Perhaps I love to make my words
Sing round thee like so many birds,

Or, maybe, they are only sweet
As they seem offerings at thy feet.

Or haply, Lily, when I speak,
I think, perchance, they touch thy cheek,

Or with a yet more precious bliss,
Die on thy red lips in a kiss.

Each reason here -- I cannot tell --
Or all perhaps may solve the spell.

But if she watch when I am by,
Lily may deeper see than I.

Lines: "I Saw, or Dreamed I Saw, Her Sitting Lone"

I saw, or dreamed I saw, her sitting lone,
Her neck bent like a swan's, her brown eyes thrown
On some sweet poem -- his, I think, who sings
|Oenone, or the hapless Maud: no rings
Flashed from the dainty fingers, which held back
Her beautiful blonde hair. Ah! would these black
Locks of mine own were mingling with it now,
And these warm lips were pressed against her brow!
And, as she turned a page, methought I heard --
Hush! could it be? -- a faintly murmured word,
It was so softly dwelt on -- such a smile
Played on her brow and wreathed her lip the while
That my heart leaped to hear it, and a flame
Burned on my forehead -- Sa'ra! -- 't was my name.

Sonnet: "If I Have Graced No Single Song of Mine"

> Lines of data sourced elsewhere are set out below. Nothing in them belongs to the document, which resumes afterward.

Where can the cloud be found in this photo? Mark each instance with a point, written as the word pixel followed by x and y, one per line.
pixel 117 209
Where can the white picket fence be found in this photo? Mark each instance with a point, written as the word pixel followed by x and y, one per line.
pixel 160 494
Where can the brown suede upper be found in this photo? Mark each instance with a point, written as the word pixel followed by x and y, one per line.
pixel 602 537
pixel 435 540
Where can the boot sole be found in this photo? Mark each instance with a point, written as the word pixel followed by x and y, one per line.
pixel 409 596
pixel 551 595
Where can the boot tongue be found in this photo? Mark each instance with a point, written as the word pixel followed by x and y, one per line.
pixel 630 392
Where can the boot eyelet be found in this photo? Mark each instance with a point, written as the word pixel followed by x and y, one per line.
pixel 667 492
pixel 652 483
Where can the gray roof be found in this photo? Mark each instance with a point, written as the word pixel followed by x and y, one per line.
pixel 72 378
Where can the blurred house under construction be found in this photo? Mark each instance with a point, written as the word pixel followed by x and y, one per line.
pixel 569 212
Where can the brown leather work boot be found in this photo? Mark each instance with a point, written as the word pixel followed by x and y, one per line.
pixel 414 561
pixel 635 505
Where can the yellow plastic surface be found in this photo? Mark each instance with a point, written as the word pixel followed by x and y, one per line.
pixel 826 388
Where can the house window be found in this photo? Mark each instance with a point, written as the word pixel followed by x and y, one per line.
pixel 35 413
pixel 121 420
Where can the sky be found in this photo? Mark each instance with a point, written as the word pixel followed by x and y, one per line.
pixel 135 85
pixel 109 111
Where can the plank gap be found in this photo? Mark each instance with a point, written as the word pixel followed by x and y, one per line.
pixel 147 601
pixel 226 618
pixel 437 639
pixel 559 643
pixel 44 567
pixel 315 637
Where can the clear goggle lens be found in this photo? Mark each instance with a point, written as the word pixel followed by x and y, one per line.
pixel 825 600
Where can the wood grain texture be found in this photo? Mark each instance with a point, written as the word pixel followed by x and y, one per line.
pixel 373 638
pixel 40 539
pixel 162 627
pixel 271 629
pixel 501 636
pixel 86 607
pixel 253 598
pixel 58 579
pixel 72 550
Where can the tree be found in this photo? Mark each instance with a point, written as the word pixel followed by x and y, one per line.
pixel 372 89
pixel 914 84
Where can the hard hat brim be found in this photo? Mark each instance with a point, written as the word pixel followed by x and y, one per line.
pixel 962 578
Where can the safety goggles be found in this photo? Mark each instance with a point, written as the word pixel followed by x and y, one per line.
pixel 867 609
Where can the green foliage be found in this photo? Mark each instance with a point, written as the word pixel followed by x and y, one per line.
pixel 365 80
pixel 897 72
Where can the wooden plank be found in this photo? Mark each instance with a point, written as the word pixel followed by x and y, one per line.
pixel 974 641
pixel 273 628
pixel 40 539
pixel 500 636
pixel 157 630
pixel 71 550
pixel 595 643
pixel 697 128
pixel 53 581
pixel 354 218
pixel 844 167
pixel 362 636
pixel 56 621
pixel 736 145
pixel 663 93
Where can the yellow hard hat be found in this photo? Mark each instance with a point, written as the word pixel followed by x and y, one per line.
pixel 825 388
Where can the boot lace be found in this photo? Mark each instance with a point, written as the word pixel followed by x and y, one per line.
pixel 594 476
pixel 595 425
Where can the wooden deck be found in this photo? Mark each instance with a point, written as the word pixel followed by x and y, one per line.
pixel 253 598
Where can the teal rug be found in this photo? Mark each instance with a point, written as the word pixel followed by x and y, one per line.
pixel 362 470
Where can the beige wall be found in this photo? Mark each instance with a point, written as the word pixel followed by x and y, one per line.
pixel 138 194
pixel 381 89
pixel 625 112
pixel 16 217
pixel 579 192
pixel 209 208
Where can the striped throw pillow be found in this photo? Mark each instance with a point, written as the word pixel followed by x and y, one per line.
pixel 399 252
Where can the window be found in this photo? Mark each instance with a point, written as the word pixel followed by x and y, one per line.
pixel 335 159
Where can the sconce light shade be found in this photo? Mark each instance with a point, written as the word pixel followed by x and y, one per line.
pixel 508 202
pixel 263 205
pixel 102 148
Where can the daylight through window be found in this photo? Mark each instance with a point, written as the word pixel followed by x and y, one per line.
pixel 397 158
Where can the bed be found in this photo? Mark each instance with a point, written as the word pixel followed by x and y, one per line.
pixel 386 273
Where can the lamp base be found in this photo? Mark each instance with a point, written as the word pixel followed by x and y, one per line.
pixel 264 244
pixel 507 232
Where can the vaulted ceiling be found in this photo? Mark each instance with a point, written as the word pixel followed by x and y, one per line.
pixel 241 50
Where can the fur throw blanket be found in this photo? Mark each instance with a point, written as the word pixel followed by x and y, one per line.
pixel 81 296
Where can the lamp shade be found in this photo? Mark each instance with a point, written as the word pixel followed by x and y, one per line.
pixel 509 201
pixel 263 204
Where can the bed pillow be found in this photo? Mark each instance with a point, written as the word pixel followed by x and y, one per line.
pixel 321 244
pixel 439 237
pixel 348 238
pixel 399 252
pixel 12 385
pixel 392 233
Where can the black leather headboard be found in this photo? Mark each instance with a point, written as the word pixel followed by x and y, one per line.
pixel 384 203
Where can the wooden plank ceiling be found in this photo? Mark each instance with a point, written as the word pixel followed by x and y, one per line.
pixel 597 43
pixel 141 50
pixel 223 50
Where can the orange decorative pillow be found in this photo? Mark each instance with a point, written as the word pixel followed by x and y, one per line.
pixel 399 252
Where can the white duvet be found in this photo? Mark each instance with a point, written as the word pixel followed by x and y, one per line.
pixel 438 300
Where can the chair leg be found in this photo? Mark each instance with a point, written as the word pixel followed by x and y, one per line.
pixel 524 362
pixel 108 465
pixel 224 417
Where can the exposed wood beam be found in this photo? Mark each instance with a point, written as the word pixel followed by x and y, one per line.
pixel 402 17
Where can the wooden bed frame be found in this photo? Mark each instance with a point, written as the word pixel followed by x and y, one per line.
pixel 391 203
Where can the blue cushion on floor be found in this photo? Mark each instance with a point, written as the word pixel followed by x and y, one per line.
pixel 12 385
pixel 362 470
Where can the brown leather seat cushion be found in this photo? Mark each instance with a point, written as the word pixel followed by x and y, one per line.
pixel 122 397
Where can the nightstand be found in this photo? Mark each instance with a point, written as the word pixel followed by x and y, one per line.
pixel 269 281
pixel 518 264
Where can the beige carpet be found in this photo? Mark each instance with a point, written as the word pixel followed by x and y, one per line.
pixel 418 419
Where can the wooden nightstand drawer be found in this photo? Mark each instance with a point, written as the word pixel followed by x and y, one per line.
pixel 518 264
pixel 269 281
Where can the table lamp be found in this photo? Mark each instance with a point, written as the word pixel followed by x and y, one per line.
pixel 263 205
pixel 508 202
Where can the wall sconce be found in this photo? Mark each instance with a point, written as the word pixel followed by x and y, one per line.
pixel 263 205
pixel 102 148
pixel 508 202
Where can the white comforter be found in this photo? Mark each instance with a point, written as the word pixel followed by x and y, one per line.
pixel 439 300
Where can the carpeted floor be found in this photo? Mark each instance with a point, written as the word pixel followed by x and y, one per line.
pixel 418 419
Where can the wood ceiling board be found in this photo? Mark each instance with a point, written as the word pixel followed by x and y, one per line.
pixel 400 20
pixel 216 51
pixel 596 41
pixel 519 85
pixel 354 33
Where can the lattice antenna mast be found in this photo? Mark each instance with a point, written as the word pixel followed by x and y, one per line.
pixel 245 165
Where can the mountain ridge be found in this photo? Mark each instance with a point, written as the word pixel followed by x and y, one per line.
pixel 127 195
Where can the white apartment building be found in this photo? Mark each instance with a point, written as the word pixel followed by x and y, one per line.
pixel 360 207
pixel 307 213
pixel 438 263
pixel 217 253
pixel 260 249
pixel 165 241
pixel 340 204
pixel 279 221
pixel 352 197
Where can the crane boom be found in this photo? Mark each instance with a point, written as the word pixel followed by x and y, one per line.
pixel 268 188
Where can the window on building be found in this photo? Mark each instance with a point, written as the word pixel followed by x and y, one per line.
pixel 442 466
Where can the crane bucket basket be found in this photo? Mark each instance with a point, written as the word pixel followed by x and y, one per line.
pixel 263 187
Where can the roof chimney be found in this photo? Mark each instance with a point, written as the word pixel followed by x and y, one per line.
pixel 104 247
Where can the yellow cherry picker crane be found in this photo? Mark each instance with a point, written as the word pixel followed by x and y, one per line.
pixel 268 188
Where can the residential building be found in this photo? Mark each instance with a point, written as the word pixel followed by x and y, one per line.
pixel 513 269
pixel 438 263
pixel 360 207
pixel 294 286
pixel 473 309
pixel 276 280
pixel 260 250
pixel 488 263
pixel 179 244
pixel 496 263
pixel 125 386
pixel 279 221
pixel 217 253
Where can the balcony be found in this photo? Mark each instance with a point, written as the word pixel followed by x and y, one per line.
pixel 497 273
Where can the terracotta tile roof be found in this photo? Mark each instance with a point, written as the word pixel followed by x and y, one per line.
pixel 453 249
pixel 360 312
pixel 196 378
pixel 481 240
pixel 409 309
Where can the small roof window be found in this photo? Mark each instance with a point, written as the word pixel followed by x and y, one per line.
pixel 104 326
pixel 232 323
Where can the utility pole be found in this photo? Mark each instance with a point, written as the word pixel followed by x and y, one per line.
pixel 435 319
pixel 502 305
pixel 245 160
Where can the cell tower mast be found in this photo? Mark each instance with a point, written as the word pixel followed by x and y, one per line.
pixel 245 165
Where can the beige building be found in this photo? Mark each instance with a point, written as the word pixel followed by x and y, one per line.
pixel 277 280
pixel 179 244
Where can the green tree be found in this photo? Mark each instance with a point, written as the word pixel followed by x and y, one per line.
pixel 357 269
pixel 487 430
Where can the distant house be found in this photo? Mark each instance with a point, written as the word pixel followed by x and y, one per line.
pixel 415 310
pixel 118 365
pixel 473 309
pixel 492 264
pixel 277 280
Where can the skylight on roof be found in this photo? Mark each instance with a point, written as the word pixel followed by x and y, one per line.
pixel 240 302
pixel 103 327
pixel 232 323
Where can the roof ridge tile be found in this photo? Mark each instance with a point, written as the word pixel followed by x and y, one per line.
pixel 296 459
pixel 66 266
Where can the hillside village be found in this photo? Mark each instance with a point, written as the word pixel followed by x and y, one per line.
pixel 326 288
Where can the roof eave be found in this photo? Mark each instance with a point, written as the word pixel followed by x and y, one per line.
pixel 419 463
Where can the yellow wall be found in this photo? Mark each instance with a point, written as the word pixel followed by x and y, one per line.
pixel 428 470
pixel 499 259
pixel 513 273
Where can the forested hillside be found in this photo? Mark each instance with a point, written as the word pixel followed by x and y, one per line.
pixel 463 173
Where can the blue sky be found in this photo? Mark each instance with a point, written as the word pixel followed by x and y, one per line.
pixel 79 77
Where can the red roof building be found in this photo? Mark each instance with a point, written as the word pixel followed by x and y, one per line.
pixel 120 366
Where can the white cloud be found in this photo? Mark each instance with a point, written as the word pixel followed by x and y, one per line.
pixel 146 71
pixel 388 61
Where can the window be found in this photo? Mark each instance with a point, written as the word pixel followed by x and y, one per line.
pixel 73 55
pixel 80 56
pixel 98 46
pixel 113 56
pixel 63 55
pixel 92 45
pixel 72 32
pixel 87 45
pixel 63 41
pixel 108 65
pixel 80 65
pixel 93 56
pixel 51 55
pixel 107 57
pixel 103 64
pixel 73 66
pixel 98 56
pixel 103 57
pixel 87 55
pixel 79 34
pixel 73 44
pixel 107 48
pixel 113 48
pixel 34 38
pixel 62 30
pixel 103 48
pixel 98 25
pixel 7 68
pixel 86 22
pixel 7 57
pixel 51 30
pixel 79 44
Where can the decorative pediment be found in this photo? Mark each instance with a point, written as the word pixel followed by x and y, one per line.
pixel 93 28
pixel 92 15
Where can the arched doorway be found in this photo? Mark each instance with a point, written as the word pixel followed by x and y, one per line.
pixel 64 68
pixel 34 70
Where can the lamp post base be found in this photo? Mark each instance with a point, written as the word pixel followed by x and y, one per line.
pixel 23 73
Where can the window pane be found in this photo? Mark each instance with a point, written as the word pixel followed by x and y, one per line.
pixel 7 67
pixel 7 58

If I have graced no single song of mine
With thy sweet name, they all are full of thee;
Thou art my Muse, my "May", my "Madeline":
But "Julia"! -- ah! that gentle name to me
Is something far too sacred for the throng
Of worldly listeners 'round me. Yet ev'n now
I weave a chaplet for thy sinless brow; --
Wilt thou not wear it? 'T is a fashionable song, --
I will not say of what, -- but on it I
Have wreaked heart, mind, my love, my hopes of fame,
Yet after all it hath no nobler aim
Than thy dear praise. Ere many moons pass by,
When the lost gem is set, the crown complete,
I'll lay a poet's tribute at thy feet.

To Rosa ----: Acrostic

I took a Rosebud from a certain bower,
And by its side placed an Orange flower,
Then with the Speedwell, blended the perfume
And the sweet beauty of an Apple-bloom,
And thus, 't is one of the loveliest feats,
Is spelled a gentle lady's name in sweets.


To Fairy

Do you recall -- I know you do --
A little gift once made to you --
A simple basket filled with flowers,
All favorites of our Southern bowers?

One was a snowy myrtle-bud,
Another blushed as if with blood,
A third was pink of softest tinge,
Then came a disk with purple fringe.

You took them with a happy smile,
And nursed them for a little while,
And once or twice perhaps you thought
Of the fond messages they brought.

And yet you could not then divine
The promise in that gift of mine, --
In those bright blooms and odors sweet,
I laid this volume at your feet.

At yours, my child, who scarcely know
How much to your dear self I owe, --
Too young and innocent as yet
To guess in what consists the debt.

Therefore to you henceforth belong
These Southern asphodels of song,
Less MY creations than your own,
What praise they win are yours alone.

For here no fancy finds a place
But is an affluence of your grace; --
And when my songs are sweetest, then
A Dream like you hath touched my pen.